Secured loans tend to be for larger amounts of money, say over R250 000, and for longer periods of time, typically five years or more. Home loans are a form of secured loan, whereby money is borrowed against the value of the property. Missing a repayment on a secured loan carries the risk of losing the assets tied to the agreement. The main benefit of secured loans, other than being able to borrow more money over a longer period, is that the interest rates on offer tend to be low and can be fixed or variable.
Unsecured loans on the other hand are usually used for smaller sums, of R5 000 or more, and over shorter periods of time, say a few years. They don’t require any personal assets to be tied into the agreement, although failing to repay the loan will still have serious consequences.
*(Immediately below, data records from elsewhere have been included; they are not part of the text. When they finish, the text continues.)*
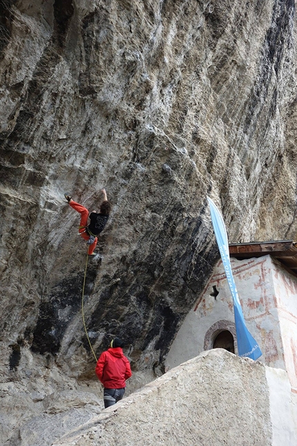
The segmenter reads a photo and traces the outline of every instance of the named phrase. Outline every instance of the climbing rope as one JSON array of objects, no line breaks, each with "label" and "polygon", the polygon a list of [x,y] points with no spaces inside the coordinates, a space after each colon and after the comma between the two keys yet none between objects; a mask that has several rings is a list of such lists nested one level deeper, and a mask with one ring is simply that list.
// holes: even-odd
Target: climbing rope
[{"label": "climbing rope", "polygon": [[87,251],[87,253],[86,253],[86,267],[84,268],[84,284],[82,286],[82,322],[83,322],[83,324],[84,324],[84,331],[86,332],[86,337],[87,337],[87,340],[88,341],[88,343],[90,344],[90,349],[92,351],[92,353],[94,355],[94,357],[95,357],[95,359],[96,360],[96,362],[97,362],[97,359],[96,355],[95,354],[95,351],[93,349],[92,344],[90,343],[90,338],[89,338],[88,335],[88,331],[86,330],[86,322],[85,322],[85,320],[84,320],[84,286],[86,285],[86,268],[87,268],[87,266],[88,266],[88,251]]}]

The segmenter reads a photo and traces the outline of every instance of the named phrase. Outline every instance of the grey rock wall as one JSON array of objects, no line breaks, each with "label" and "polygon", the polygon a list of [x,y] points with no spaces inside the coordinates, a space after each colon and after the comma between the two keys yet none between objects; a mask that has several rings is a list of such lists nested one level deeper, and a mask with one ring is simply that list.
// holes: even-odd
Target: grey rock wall
[{"label": "grey rock wall", "polygon": [[86,324],[97,355],[124,339],[137,387],[218,258],[207,194],[230,241],[294,238],[295,3],[3,0],[0,17],[1,381],[97,385],[64,193],[93,210],[104,187]]},{"label": "grey rock wall", "polygon": [[124,446],[281,445],[273,443],[265,366],[221,349],[173,369],[54,446],[115,446],[119,436]]}]

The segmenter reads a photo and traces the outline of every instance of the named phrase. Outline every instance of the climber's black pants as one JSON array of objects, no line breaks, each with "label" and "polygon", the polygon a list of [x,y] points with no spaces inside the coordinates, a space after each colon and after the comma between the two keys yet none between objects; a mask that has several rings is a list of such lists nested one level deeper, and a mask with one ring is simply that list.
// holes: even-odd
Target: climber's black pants
[{"label": "climber's black pants", "polygon": [[125,393],[125,389],[105,389],[104,393],[104,407],[113,406],[116,402],[122,400]]}]

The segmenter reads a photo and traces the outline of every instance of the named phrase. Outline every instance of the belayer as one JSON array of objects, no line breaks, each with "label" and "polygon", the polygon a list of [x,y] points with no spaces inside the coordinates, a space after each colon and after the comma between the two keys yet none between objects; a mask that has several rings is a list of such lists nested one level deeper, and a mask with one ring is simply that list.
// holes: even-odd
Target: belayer
[{"label": "belayer", "polygon": [[104,407],[113,406],[125,393],[126,381],[132,376],[130,362],[124,353],[124,343],[115,337],[111,347],[99,358],[95,372],[104,387]]},{"label": "belayer", "polygon": [[[89,256],[95,255],[94,250],[98,241],[97,236],[104,229],[111,210],[111,205],[107,199],[105,189],[102,189],[102,192],[103,192],[104,198],[99,212],[97,211],[89,212],[84,206],[74,201],[70,195],[64,194],[69,205],[75,211],[79,212],[81,215],[79,233],[83,239],[88,241],[88,245],[89,245],[88,254]],[[90,221],[88,225],[88,217],[90,218]]]}]

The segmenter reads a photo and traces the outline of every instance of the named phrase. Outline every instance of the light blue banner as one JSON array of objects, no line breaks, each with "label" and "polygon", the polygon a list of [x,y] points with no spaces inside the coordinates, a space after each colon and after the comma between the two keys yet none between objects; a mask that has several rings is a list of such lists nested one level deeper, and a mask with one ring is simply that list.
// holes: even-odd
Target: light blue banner
[{"label": "light blue banner", "polygon": [[209,197],[207,197],[207,200],[211,209],[211,220],[215,238],[221,254],[228,284],[232,295],[238,355],[240,356],[250,357],[252,360],[257,360],[261,356],[262,351],[245,325],[242,310],[238,298],[238,293],[232,274],[229,253],[228,236],[224,220],[213,201]]}]

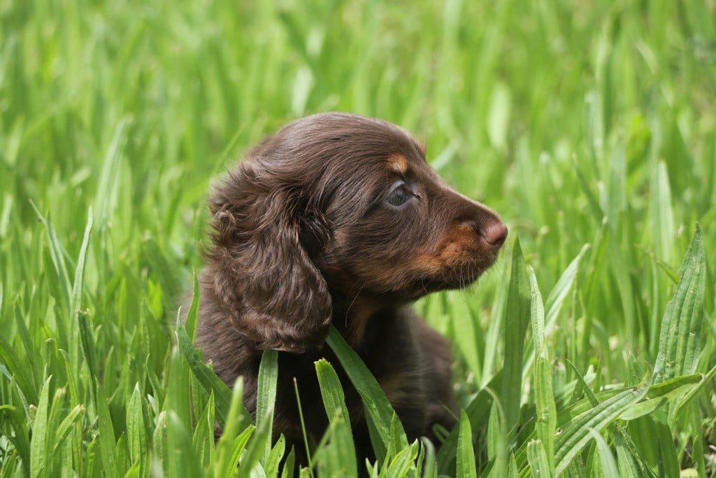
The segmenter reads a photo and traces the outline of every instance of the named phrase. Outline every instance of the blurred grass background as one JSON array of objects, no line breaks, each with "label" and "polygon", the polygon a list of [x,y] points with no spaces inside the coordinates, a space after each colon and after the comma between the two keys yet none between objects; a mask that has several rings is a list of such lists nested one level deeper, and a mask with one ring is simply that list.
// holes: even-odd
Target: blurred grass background
[{"label": "blurred grass background", "polygon": [[[86,334],[117,438],[135,384],[160,404],[168,317],[200,267],[212,178],[265,135],[326,110],[412,131],[450,184],[519,236],[545,297],[590,244],[548,326],[555,386],[576,379],[567,360],[594,372],[595,390],[653,368],[699,222],[705,373],[716,363],[715,19],[706,0],[3,3],[1,403],[24,401],[13,360],[27,371],[26,410],[47,376],[50,396],[77,381],[65,405],[87,404],[77,419],[88,434],[73,439],[89,442],[99,412],[85,396]],[[510,352],[509,263],[417,305],[455,340],[465,401]],[[682,467],[712,467],[715,397],[712,381],[674,429]],[[2,467],[13,449],[0,437],[2,473],[20,469]]]}]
“Short term loans facilitated online, such as Wonga loans, are also unsecured loans. This type of loan is usually for sums from R500 up to R8 000, to be repaid over a period ranging from a few days up to six months.
“According to the National Credit Act (NCA), interest rates on these particular loans must be disclosed as a monthly interest rate and borrowers can be charged interest of no more than five percent a month or 30 percent over six months,” explains Schmidt. “Some lenders charge lower interest fees, such as Wonga, so it’s best to shop around when looking for the loan that best suits you.” she continues.
Check 2: Do a credit check
All legal credit lenders are registered with the National Credit Regulator (NCR) and receive a National Credit Provider number (NCRCP). Schmidt advises borrowers to check if their chosen lender is registered, especially if the interest rates or lending terms don’t add up.
Borrowing from an unregistered lender comes with the risk of being charged unregulated interest rates and clients may have no legal recourse should the lender act in an illegal manner.
Check 3: Protect yourself
“No reputable credit provider will ever ask a client to hand over their ID, debit card or South African Social Security Agency (SASSA) card to keep as some form of surety. Lenders who do so are not operating within the limits of the NCA”, warns Schmidt.
She also cautions lenders to be on the lookout for scams, the most common of which is the Advanced Fee or 419 scam. In this case, people are offered great loans no matter how bad their credit rating. All that is required is for the applicant to pay a fee to initiate the transfer of their loan. Scammers often try to justify this payment as a registration or legal fee. Unfortunately, once this fee has been paid, the lender often disappears and the victim never receives any money.
Check 4: Is it affordable?
While the NCA requires lenders to determine whether borrowers can afford the loan, Schmidt advises people to take a close look at their finances and whether they will be able to comfortably make the required repayments.
Check 5: Read the Ts & Cs
The terms and conditions provided by a lender are legally binding. Items that could be included are additional fees, such as arrangement or administration fees, and it’s critical for borrowers to know exactly what they’re being charged, over which period, and what the legal ramifications and options are in terms of defaulting on repayments or being able to settle early without penalties.
“Our advice would be to ask questions – if the loan contract contains jargon or clauses that are unclear it’s the borrower’s right to query these. As with any legally binding contract it’s critical that borrowers understand what they’re committing to before they sign,” Schmidt advises.
“While a loan should never be entered into lightly, completing these five checks will ensure that a client borrows from a reputable lender, at a set interest rate with a manageable repayment schedule.”